YouTube screenshot by CNET

On Saturday, Kjellberg posted a video (now deleted) that showed him laughing as two men held up a banner that read "death to all Jews." Since August 2016, he had posted nine videos with anti-Semitic jokes or Nazi iconography, according to The Wall Street Journal.

Not long before Disney and YouTube Red broke ties with him, Kjellberg on Sunday acknowledged that the jokes were "ultimately offensive" in a post on his Tumblr page.

"As laughable as it is to believe that I might actually endorse these people, to anyone unsure on my standpoint regarding hate-based groups: No, I don't support these people in any way," he wrote.

The Disney-Kjellberg relationship came via Maker Studios, a business acquired by Disney in 2014 that represents YouTube artists. PewDiePie was Maker's biggest star, but leading up to the Disney takeover, he was a bigger asset to Maker than the other way around.

The Disney purchase has resulted in some conflict with Kjellberg before, such as when the media giant sent "Star Wars" stormtroopers to his apartment to shoot a crossover video. The actors arrived upset they didn't have a changing room and Disney's side vetoed his suggestions because it wasn't in keeping with the "Star Wars" universe, according to an interview with Icon.

"I don't want Pewdiepie to be some kind of trademark that I lose control over," he said at the time.

But recently Disney had put more weight behind Kjellberg, last year launching a media brand, Revelmode, spearheaded by him.

This also isn't the first time Disney has dropped a deal over concerns for its family-friendly image. Last year, it reportedly walked away from a buyout of Twitter, in part because of its reputation as a place for bullying.

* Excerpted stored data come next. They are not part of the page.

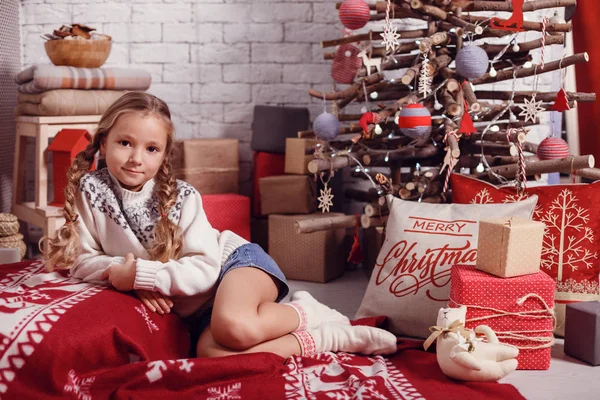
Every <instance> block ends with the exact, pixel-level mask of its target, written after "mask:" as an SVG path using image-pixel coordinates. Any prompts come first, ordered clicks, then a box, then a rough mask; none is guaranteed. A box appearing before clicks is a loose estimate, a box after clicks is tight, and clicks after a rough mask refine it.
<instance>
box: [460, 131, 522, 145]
mask: <svg viewBox="0 0 600 400" xmlns="http://www.w3.org/2000/svg"><path fill="white" fill-rule="evenodd" d="M527 133H529V131H525V130H522V129H519V130H517V131H516V132H512V133H511V134H510V140H509V141H510V142H512V143H517V142H521V143H524V142H525V138H526V135H527ZM481 138H482V135H481V133H473V134H471V135H469V136H467V139H469V140H471V141H476V140H481ZM483 138H484V139H485V140H486V141H489V142H504V143H506V142H507V140H506V131H505V132H489V131H488V132H486V134H485V135H483Z"/></svg>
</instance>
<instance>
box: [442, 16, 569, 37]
mask: <svg viewBox="0 0 600 400" xmlns="http://www.w3.org/2000/svg"><path fill="white" fill-rule="evenodd" d="M461 19H463V20H465V21H467V22H470V23H472V24H476V23H480V24H482V23H483V24H485V25H489V17H482V16H475V15H472V14H468V15H466V16H463V17H462V18H461ZM441 25H442V26H443V23H442V24H441ZM522 28H523V31H537V32H541V31H542V30H543V26H542V23H541V22H529V21H523V27H522ZM571 29H572V25H571V22H570V21H569V22H566V23H564V24H561V23H550V24H547V25H546V32H548V33H549V34H553V33H559V32H571ZM513 33H514V32H512V31H505V30H501V29H487V30H486V31H485V32H484V34H483V35H482V36H483V37H490V36H495V37H504V36H507V35H512V34H513Z"/></svg>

Disney-owned Maker Studios said that "although Felix has created a following by being provocative and irreverent, he clearly went too far in this case and the resulting videos are inappropriate. Maker Studios has made the decision to end our affiliation with him going forward."

The Southern Poverty Law Center, a social-justice nonprofit, said Disney and YouTube cutting ties was the right thing to do. "It's despicable," Heidi Beirich, the director of the group's intelligence project, said of the videos.

Originally posted Feb. 13 at 8:54 p.m. PT.
Updated Feb. 14 at 9:45 a.m. PT: Adds YouTube's statement, Kjellberg's comments about the videos and background about his relationship with Disney and Maker.
Updated Feb. 14 at 11:07 a.m. PT: Adds Southern Poverty Law Center comment.

Updated Feb 15 at 7:25 p.m. PT: Adds comment from Maker Studios.